Monday Morning Cup of Coffee takes a look at news across HousingWire’s weekend desk, with more coverage to come on bigger issues.
2018 is off to a bang, with leading economic indicators moving up and up.
At what point will the labor shortage begin to drag construction? Probably sooner than we think, looking over analyst reports over the weekend.
Is there anything we can do to stop it? Probably not.
President Trump recently got tax reform on the line and looks to start racking up victories, so supporting the labor market (we all know that looser immigration, not tighter, helps solve ^^^ our problem up there) won’t be near the legislative agenda.
So what is? Analysts at Goldman Sachs think two issues will be the subject of reform in 2018.
“First, a few smaller issues stand a good chance of enactment,” said the global analytics team in an email to clients. “Among these are health legislation that would incrementally stabilize the ACA and banking legislation that would make incremental changes to the Dodd-Frank Act.
So, say “Adios, Dodd-Frank,” Goldman says the president is coming for you.
Here’s the rest of the prediction:
“Second, Congress faces new fiscal deadlines. Spending authority expires January 19 and the debt limit must be raised by March. These deadlines could lead to near-term uncertainty but are also likely to lead to some additional fiscal stimulus. We expect spending caps to be lifted and a third round of disaster relief funding to be approved as part of the process.”
Keep in mind, Goldman makes bad decisions from time to time; Read on.
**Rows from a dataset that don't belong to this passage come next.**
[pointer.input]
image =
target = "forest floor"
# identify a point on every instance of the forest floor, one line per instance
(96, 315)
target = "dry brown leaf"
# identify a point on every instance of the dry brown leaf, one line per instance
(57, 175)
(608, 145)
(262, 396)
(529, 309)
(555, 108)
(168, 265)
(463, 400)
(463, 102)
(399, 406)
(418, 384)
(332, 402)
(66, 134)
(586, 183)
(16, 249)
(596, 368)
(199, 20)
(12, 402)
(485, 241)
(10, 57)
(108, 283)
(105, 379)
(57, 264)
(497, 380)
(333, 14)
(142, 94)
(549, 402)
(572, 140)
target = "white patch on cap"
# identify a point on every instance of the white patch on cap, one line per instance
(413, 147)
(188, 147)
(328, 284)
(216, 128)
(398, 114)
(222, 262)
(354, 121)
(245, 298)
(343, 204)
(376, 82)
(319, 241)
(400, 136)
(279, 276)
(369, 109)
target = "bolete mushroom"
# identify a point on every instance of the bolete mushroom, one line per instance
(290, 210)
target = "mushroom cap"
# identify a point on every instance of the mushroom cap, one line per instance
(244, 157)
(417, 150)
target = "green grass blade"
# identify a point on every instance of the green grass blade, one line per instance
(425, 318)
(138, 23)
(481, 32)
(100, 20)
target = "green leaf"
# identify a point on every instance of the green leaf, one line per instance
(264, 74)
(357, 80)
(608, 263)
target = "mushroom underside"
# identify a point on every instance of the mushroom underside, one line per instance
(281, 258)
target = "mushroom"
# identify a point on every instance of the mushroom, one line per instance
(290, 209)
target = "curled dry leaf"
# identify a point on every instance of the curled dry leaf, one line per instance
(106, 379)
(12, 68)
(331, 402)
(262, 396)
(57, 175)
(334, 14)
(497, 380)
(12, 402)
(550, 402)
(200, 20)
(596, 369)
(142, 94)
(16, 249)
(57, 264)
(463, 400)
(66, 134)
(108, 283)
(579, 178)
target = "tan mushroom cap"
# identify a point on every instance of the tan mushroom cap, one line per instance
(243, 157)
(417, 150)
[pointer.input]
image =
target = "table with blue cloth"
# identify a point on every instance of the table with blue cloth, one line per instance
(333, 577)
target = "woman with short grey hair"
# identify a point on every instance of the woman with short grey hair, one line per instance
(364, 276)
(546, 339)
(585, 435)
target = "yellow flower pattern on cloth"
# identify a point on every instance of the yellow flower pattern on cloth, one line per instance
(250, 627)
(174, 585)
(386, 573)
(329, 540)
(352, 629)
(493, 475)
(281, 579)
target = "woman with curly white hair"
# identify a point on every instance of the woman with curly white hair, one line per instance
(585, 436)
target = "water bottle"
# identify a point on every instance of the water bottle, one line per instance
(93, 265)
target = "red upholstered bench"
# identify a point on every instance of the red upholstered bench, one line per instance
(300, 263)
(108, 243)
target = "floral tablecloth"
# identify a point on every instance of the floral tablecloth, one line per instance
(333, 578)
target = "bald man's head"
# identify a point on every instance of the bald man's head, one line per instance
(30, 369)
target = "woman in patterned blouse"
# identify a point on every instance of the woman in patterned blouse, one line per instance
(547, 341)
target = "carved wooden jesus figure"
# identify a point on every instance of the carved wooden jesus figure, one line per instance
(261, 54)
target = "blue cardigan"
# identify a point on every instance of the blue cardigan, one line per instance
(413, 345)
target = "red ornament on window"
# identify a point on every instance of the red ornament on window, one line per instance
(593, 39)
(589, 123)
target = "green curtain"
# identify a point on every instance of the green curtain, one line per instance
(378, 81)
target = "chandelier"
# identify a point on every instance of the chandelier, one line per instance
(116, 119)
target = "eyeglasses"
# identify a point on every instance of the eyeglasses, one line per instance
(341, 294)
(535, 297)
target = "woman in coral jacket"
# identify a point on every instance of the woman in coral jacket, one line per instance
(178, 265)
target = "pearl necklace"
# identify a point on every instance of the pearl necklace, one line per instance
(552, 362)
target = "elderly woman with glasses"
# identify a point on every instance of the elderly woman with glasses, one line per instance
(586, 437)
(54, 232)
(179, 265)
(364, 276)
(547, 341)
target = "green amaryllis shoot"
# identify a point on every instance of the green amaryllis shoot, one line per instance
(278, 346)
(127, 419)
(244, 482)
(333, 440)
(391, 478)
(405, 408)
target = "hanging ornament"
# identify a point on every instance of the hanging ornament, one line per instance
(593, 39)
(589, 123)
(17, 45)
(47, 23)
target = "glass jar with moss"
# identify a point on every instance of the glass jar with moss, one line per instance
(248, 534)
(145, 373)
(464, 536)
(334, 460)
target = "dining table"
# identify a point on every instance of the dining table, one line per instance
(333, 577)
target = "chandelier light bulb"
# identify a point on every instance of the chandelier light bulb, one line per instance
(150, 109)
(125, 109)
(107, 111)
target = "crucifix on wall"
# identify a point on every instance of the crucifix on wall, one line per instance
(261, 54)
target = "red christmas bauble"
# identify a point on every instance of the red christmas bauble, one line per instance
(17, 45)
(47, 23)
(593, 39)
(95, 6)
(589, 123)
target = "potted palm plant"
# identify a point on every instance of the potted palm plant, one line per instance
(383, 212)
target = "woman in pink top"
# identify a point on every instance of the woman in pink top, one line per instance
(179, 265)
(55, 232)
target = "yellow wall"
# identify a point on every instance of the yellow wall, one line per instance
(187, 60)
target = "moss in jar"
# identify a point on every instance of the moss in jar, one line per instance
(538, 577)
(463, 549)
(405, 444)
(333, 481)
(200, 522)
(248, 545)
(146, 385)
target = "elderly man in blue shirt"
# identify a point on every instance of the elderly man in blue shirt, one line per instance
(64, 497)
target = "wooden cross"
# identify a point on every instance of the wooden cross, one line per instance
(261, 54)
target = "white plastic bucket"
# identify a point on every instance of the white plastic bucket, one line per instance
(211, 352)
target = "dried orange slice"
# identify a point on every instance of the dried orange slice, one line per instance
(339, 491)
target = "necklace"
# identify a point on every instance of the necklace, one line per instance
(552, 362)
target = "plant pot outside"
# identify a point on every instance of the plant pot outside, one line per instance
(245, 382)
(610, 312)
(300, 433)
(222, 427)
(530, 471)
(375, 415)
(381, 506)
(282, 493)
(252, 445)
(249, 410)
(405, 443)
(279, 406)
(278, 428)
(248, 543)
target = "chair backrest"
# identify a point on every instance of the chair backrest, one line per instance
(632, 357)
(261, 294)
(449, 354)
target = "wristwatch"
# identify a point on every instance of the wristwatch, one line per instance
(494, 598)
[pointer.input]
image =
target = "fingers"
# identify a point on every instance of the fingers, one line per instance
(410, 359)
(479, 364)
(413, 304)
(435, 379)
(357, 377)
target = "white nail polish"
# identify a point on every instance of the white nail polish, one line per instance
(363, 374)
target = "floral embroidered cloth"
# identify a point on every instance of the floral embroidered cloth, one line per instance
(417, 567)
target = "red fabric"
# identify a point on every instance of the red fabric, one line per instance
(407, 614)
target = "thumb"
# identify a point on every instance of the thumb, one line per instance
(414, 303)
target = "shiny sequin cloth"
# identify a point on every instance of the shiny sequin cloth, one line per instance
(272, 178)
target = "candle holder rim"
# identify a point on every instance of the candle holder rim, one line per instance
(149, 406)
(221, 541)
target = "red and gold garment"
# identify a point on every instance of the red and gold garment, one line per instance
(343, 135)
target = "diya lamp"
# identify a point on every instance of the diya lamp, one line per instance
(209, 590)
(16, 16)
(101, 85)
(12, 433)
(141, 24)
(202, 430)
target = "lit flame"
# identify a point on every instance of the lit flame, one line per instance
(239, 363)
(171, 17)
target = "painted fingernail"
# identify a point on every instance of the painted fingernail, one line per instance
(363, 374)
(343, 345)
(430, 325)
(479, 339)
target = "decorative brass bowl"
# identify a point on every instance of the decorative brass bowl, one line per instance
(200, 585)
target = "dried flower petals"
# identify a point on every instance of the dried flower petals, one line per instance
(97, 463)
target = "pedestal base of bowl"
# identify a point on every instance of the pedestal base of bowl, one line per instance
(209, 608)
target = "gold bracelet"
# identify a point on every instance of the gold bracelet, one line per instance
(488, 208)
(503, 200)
Nearly a year ago, Softbank Group announced an agreement to purchase real estate investment powerhouse Fortress Investment Group for $3.3 billion in cash.
That was a good move. But, investing in The Weinstein Company?
Distressed film producer The Weinstein Co. is nearing a sale for less than $500M, The Wall Street Journal reports, and shareholders might lose all their equity in the deal.
Without getting into the controversy surrounding the embattled Weinstein name, let’s just repeat that last line…. Shareholders in The Weinstein Company might lose it all.
Who are the investors in that company who also invest in housing finance? Well, both Goldman Sachs and Softbank are investors, and they could lose it all.
This is what we finance journos refer to as a “black swan.”
Speaking of major overhauls, the largest full-service residential real estate services company, Realogy, made several key organizational and executive leadership changes across its business units.
“We begin 2018 with an industry-leading market position, great brands, and technology/data scale,” said Ryan Schneider, Realogy’s chief executive officer and president. “The organizational changes we are making today are designed to accelerate our transformation and position our company for stronger business performance.”
Toward those objectives, Realogy made the following, seven, major organizational changes, announced in a statement:
- Ryan Gorman was named president and chief executive officer of NRT, a residential real estate brokerage subsidiary of Realogy Corporation.
- Bruce Zipf, the former president and chief executive officer of NRT, has transitioned to the role of executive advisor to Realogy’s CEO.
- John Peyton, president and chief executive officer of Realogy Franchise Group, the company’s real estate franchise services segment, will expand his responsibilities to include oversight of two NRT businesses: the Corcoran businesses and the company-owned Sotheby’s International Realty brokerages.
- Realogy expects to announce the appointment of an executive vice president, chief technology officer in the next week, replacing Stephen Fraser, who previously served as senior vice president and chief information officer.
- Realogy has launched a search for a new president and chief executive officer of Cartus Corporation, the company’s relocation and affinity services segment.
- Kevin Kelleher, the former president and chief executive officer of Cartus, has transitioned to the role of executive advisor to Realogy’s CEO.
- Scott Becker, who currently leads Cartus’ affinity business, will serve as the interim leader for Cartus.
Aaaannnddd speaking of that labor shortage, you know, where not enough homes are being built? Well, Business Insider wrote a report about how San Francisco is solving its own housing shortage crisis.
Nope, they didn’t throw more workers and money at the issue, instead Silicon Valley came up with the following bright idea:
HomeShare is a startup that leases apartments in expensive new buildings and splices them into additional units, so more tenants can split the rent for less per person. A two-bedroom becomes fit for three after HomeShare installs an upholstered partition in the den.
Melia Robinson writes that in 2017, San Francisco renters paid an average price of more than $3,000 a month.
“People come here for opportunity, not to spend tons of money,” CEO Jeff Pang said.
About half of HomeShare customers are recent transplants who are “shell-shocked” by the rent prices. And the converted living rooms are the most commonly requested units because they’re the cheapest, according to Pang.
HomeShare, like any good real estate business, is already looking to expand into new markets.